夜勤手当や追加勤務でさらに収入が増えることもあります。


Q11. ワークライフバランスは良いですか?

日本と比べると良いとされています。労働時間は法律で管理されており、有給休暇も取りやすい環境です。ただし、部署によっては忙しい場合もあります。


Q12. 日本の医師免許はそのまま使えますか?

そのままでは使えません。イギリスで働くにはGMC登録が必要で、そのためにPLAB試験などのプロセスを経る必要があります。


Q13. 英語が苦手でも挑戦できますか?

可能ですが、英語は最大のハードルです。特にPLAB 2や実際の臨床では、患者とのコミュニケーションが非常に重要になるため、事前にしっかり対策する必要があります。


Q14. Specialty Training(専門研修)にはすぐ入れますか?

基本的には難しいです。多くの海外医師はまずNHSで経験を積み、その後に応募します。競争率が高いため、準備と実績が重要です。

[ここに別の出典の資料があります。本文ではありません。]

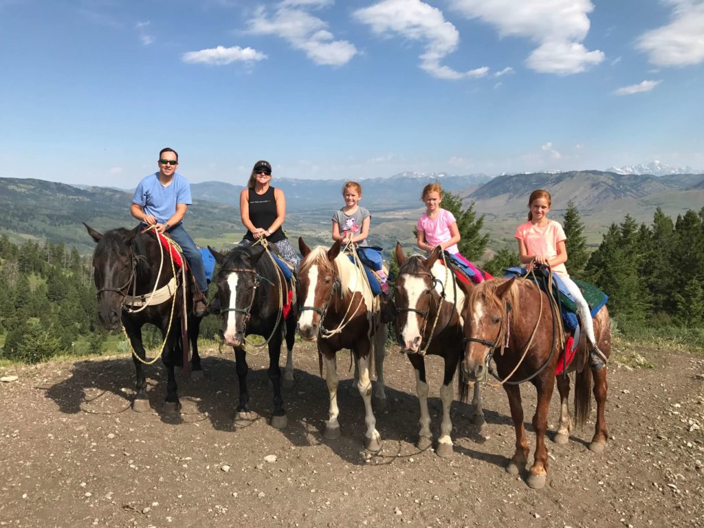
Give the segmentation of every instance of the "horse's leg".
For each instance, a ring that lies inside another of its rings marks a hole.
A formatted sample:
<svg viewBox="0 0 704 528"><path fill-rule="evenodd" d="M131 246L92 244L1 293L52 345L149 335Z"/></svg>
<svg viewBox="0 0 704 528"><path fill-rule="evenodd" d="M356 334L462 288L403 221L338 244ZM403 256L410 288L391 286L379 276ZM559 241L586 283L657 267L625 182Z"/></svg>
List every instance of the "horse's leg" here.
<svg viewBox="0 0 704 528"><path fill-rule="evenodd" d="M125 332L130 339L132 348L132 361L134 363L136 384L134 386L134 399L132 400L132 410L137 413L146 413L151 410L149 398L146 395L146 375L144 372L144 365L142 360L146 359L144 346L142 344L142 327L130 322L123 318Z"/></svg>
<svg viewBox="0 0 704 528"><path fill-rule="evenodd" d="M420 354L408 354L410 364L415 370L415 394L420 406L420 431L415 446L425 451L433 445L433 434L430 432L430 413L428 411L428 384L425 381L425 360Z"/></svg>
<svg viewBox="0 0 704 528"><path fill-rule="evenodd" d="M570 417L570 377L559 375L557 377L558 392L560 393L560 425L553 440L555 444L567 444L572 432L572 418Z"/></svg>
<svg viewBox="0 0 704 528"><path fill-rule="evenodd" d="M362 395L362 399L364 400L364 422L367 425L364 445L367 451L377 453L382 448L382 436L377 431L377 419L375 417L374 410L372 409L372 379L369 375L371 344L363 343L359 348L362 351L366 349L367 353L364 356L360 354L357 358L357 362L359 363L358 388L359 394Z"/></svg>
<svg viewBox="0 0 704 528"><path fill-rule="evenodd" d="M201 322L203 318L189 315L188 339L191 343L191 379L203 379L203 367L201 366L201 356L198 353L198 336L201 333Z"/></svg>
<svg viewBox="0 0 704 528"><path fill-rule="evenodd" d="M607 367L600 369L591 369L591 375L594 378L594 398L596 399L596 425L595 426L594 437L591 439L589 449L594 453L601 453L606 446L609 438L608 428L606 427L606 391L608 384L606 382Z"/></svg>
<svg viewBox="0 0 704 528"><path fill-rule="evenodd" d="M518 385L503 384L503 390L508 396L508 406L511 409L511 419L516 432L516 451L506 466L506 471L511 474L518 474L528 463L528 439L523 427L523 406L521 403L521 391Z"/></svg>
<svg viewBox="0 0 704 528"><path fill-rule="evenodd" d="M320 341L318 343L320 347ZM320 351L320 348L318 350ZM340 378L337 375L337 358L334 352L324 353L320 351L319 353L322 355L322 360L325 364L325 382L330 397L328 418L322 436L327 440L336 440L340 437L340 425L337 422L337 416L340 413L337 408L337 387L340 384Z"/></svg>
<svg viewBox="0 0 704 528"><path fill-rule="evenodd" d="M374 362L377 367L377 382L374 384L372 400L379 410L386 408L386 385L384 383L384 358L386 354L385 347L388 333L386 325L381 325L374 334Z"/></svg>
<svg viewBox="0 0 704 528"><path fill-rule="evenodd" d="M448 352L445 358L445 375L442 385L440 386L440 401L442 402L442 422L440 424L440 436L438 438L438 448L436 453L441 457L452 456L452 420L450 418L450 407L453 401L452 380L457 370L457 362L460 360L459 351ZM479 384L474 384L475 385Z"/></svg>
<svg viewBox="0 0 704 528"><path fill-rule="evenodd" d="M249 403L249 392L247 391L247 372L249 365L247 365L247 353L241 345L234 346L234 370L237 372L237 380L239 382L239 405L235 409L234 423L239 425L249 425L256 417L253 413L249 412L247 403Z"/></svg>
<svg viewBox="0 0 704 528"><path fill-rule="evenodd" d="M545 445L545 433L548 428L548 409L550 399L555 388L555 373L549 368L535 379L534 382L538 391L537 405L533 415L533 427L535 429L535 460L528 475L528 485L534 489L545 486L550 460L548 448Z"/></svg>
<svg viewBox="0 0 704 528"><path fill-rule="evenodd" d="M284 398L281 396L281 367L279 367L281 341L282 333L278 331L274 332L274 337L269 341L268 374L269 380L274 389L274 414L271 417L271 425L277 429L283 429L288 425L286 410L284 408Z"/></svg>
<svg viewBox="0 0 704 528"><path fill-rule="evenodd" d="M472 396L472 423L482 427L486 420L484 417L484 400L482 399L482 383L474 382L474 391Z"/></svg>
<svg viewBox="0 0 704 528"><path fill-rule="evenodd" d="M282 382L286 389L294 386L294 343L296 342L296 318L289 314L286 320L286 370Z"/></svg>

Q15. イギリスでの経験は他国でも評価されますか?

はい、非常に高く評価されます。特にオーストラリア、中東、シンガポールなどでは、NHS経験がキャリアアップに有利に働くケースが多いです。


Q16. 何歳まで挑戦できますか?

明確な年齢制限はありません。実際に30代後半〜40代で挑戦する医師もいます。ただし、早く始めるほどキャリア構築は有利です。


Q17. 家族と一緒に移住できますか?

可能です。Skilled Worker Visaでは配偶者や子どもを帯同できます。教育や生活環境も整っているため、家族移住にも適しています。


Q18. イギリスで長期的に働くことは可能ですか?

はい、可能です。一定期間働いた後、永住権(ILR: Indefinite Leave to Remain)を取得する道もあります。


Q19. 日本に戻る場合、不利になりますか?

必ずしも不利にはなりません。むしろ、

  • 英語力
  • 国際経験
  • 臨床経験

が評価されるケースも多く、キャリアの幅が広がります。


Q20. イギリス医師留学で最も重要なポイントは何ですか?

最も重要なのは以下の3つです:

  1. 英語力(特にOET対策)
  2. PLAB 2の実践対策
  3. 情報収集と早期準備

この3つをしっかり押さえれば、成功確率は大きく上がります。